5. De lo visible y lo invisible: materialidad de los cuerpos marcados y estrategias de Passing
La imagen, el aspecto, lo visualmente reconocible son cuestiones de gran relevancia en el mercado laboral. Son múltiples las demandas de empleo donde expresamente se incide en el aspecto, y es ésta una de las formas en que las exclusiones de determinas personas se vuelven más evidentes. Las diferencias «marcan» ciertos cuerpos, se encarnan y resultan «fácilmente» reconocibles. La piel, los acentos, el aspecto, las formas de vestir o de ocupar el espacio se tornan así en fronteras privilegiadas que marcan las inclusiones y exclusiones. Las reticencias a incorporar personal que no responda a la normalidad hegemónicamente establecida en una sociedad dada —descrita como étnica y racialmente homogénea— se defienden escudándose en un posible rechazo de la clientela a lo reconocido como diferente. Frente a este planteamiento se están desarrollando no sólo legislaciones antidiscriminatorias —limitadas en cualquier caso por el acceso o exclusión de la ciudadanía de las personas afectadas—, sino estrategias y códigos de buenas prácticas que inciden en los beneficios de incorporar la diversidad en la gestión de las empresas(12).
Pero no todas las formas de diferenciación ni todas las discriminaciones se visibilizan, ni todas ellas llegan a cuestionar tales situaciones en conflictos abiertos. Hay conflictos que se mantienen ocultos en las relaciones socio-laborales, bien porque las discriminaciones en las que surgen se perciben como legítimas o bien porque se perciben como situaciones individuales (García Dauder, en prensa). Más aún, hay ocasiones en las que determinadas «diferencias» socialmente infravaloradas no resultan evidentemente visibles, ni aparecen inmediatamente encarnadas. Ésta es la situación en gran medida de las sexualidades que no responden a la heteronormatividad hegemónica.

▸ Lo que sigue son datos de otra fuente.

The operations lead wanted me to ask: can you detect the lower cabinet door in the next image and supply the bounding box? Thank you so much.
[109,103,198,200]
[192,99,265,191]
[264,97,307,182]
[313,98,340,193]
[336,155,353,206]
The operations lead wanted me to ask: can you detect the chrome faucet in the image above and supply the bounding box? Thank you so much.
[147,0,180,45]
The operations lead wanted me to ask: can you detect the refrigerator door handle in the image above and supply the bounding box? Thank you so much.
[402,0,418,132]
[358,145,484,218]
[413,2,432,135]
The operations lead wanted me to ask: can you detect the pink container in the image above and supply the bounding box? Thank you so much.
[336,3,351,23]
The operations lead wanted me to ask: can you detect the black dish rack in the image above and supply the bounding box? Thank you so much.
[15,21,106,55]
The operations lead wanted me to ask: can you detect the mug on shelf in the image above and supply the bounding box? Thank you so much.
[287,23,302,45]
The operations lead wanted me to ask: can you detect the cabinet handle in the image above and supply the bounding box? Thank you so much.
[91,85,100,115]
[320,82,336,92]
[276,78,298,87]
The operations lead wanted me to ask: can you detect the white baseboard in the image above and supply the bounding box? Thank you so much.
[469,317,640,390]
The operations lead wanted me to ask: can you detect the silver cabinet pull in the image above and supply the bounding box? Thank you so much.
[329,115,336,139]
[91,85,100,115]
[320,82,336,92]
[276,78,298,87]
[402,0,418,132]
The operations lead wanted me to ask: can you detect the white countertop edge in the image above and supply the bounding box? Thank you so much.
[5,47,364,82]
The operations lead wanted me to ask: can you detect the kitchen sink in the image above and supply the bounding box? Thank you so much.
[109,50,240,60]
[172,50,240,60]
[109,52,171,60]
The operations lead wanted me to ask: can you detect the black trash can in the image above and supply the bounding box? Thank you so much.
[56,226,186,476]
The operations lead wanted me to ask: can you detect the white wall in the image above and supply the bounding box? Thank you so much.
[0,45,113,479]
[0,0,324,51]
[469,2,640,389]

Se puede argumentar que la sexualidad es un aspecto de la intimidad personal y que no tiene nada que ver con el ejercicio eficiente de un empleo. De hecho, en muchas ocasiones es un aspecto que se oculta en el acceso y desarrollo a una actividad laboral, precisamente por la negativa valorización social a la que va asociada. En esta dirección gran parte de la doctrina jurídica que ha abordado esta cuestión incide en la preservación de la intimidad, y en una separa-ción radical entre el desempeño de la actividad laboral y la vida personal: la forma de vida, las prácticas sexuales y los lazos emocionales de las personas no inciden en su desarrollo profesional (Charcartegui Javega, 2001; José M. Morales Ortega, 1999). Éste es un planteamiento enormemente eficiente a la hora de responder a las discriminaciones de que son objeto lesbianas, gays y bisexuales en el empleo, pero a costa de individualizar las discriminaciones. Así, en muchos casos las personas lesbianas, gays o bisexuales se ven impelidas a pasar por heterosexuales: se vuelven invisibles y desaparecen del ámbito del empleo. En este sentido, cuando Fraser (1997; 2000) afirma que las injusticias de que son objeto las personas gay son resultado de faltas de reconocimiento en lo social y no a injusticias redistributivas, porque —según razona— hay personas gay en todos las esferas del empleo, no parece considerar que de hecho la mayoría no está en el ámbito del empleo en cuanto personas gay, sino como heterosexuales.
Más aún, dados los problemas para visibilizar un colectivo que permanece expresamente oculto en la esfera del empleo, ¿qué tipo de estudios —más allá de un ejercicio de mera intuición— han permitido a Fraser llegar a tales conclusiones?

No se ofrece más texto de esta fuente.